Precious revelation of spiritual leadership came to me on the yoga mat. Running a small yoga studio and teaching many classes each week while moving through the ending of my marriage had been both profoundly challenging and deeply healing. One evening after class a student quietly approached me to say, “I know this has been a difficult time for you, but you are present with such grace for every class and I see it’s possible to find some peace even when things are hard.”
Humbled and blessed by her words, I recalled how often I’d invited everyone to take a few extra breaths between postures because I was finding my own. I remembered how the service of teaching had given me respite from my spinning thoughts, calling me to pay attention just to this one breath, then the next, and the next. I knew that over and over again I had shared with others the words I most needed to hear: “There is no place else to be, nothing you need to fix or change to begin this practice. Give yourself permission to be here just as you are.”
Months later, more Yin Yoga training invited me to explore new questions about how I step on the mat and into life as a learner and a teacher. Am I putting myself on my own path or treading someone else’s? Am I running toward or away? Am I willing to look again, not be right, not be the one who knows? Am I willing to approach everyone and everything with honour and respect? Am I willing to show up in the world as I am, to show up from my heart?

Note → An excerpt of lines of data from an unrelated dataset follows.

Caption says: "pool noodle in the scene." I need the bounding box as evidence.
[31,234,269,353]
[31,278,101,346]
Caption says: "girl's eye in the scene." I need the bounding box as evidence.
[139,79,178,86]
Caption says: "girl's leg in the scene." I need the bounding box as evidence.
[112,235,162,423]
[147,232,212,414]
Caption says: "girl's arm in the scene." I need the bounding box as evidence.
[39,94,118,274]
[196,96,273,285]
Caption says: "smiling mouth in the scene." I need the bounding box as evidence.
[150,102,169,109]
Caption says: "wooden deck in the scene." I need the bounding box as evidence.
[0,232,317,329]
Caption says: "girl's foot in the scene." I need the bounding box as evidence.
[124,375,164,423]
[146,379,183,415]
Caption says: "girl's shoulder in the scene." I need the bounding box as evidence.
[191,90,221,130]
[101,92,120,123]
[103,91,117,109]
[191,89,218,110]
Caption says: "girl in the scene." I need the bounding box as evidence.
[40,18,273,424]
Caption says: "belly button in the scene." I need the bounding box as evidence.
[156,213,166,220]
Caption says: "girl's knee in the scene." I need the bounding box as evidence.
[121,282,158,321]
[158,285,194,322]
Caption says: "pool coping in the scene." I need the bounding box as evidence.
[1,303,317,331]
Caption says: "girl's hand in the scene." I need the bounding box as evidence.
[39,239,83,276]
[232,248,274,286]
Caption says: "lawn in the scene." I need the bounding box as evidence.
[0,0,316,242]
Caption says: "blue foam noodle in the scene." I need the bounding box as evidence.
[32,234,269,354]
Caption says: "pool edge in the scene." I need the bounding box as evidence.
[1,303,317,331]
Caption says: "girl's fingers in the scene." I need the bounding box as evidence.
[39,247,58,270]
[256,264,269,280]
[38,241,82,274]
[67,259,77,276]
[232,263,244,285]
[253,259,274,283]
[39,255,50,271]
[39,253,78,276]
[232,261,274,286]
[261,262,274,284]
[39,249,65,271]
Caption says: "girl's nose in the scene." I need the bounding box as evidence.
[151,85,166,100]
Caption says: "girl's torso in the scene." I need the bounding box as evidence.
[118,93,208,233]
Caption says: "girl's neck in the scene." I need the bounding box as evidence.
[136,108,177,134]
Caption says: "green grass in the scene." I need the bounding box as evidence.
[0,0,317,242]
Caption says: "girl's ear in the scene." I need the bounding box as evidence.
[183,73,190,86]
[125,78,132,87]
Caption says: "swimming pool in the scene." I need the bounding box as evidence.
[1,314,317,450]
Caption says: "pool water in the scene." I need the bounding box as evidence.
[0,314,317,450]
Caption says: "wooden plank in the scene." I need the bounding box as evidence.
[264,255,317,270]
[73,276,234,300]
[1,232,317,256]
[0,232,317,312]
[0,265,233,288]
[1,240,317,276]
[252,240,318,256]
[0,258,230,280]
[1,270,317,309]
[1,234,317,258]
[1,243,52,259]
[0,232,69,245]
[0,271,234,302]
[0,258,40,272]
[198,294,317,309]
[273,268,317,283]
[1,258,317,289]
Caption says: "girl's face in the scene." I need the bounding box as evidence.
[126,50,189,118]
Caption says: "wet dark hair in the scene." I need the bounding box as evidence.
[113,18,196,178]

I began to consider that spiritual leadership is not about losing all of our baggage, doubt, and uncertainty so that we can bring an all-knowing, never-erring presence to our communities. I started to grow into the concept that spiritual leadership is more about serving with awareness and humility as a compassionate witness to our shared human experience, indeed that we come into leadership the moment we dare not to be ahead of others but rather to be awake and present with them.
To me, this is the work of spiritual leadership: letting go of the need to know everything, becoming alive to seeing what is, and both witnessing and responding to each moment with the compassionate awareness of the heart.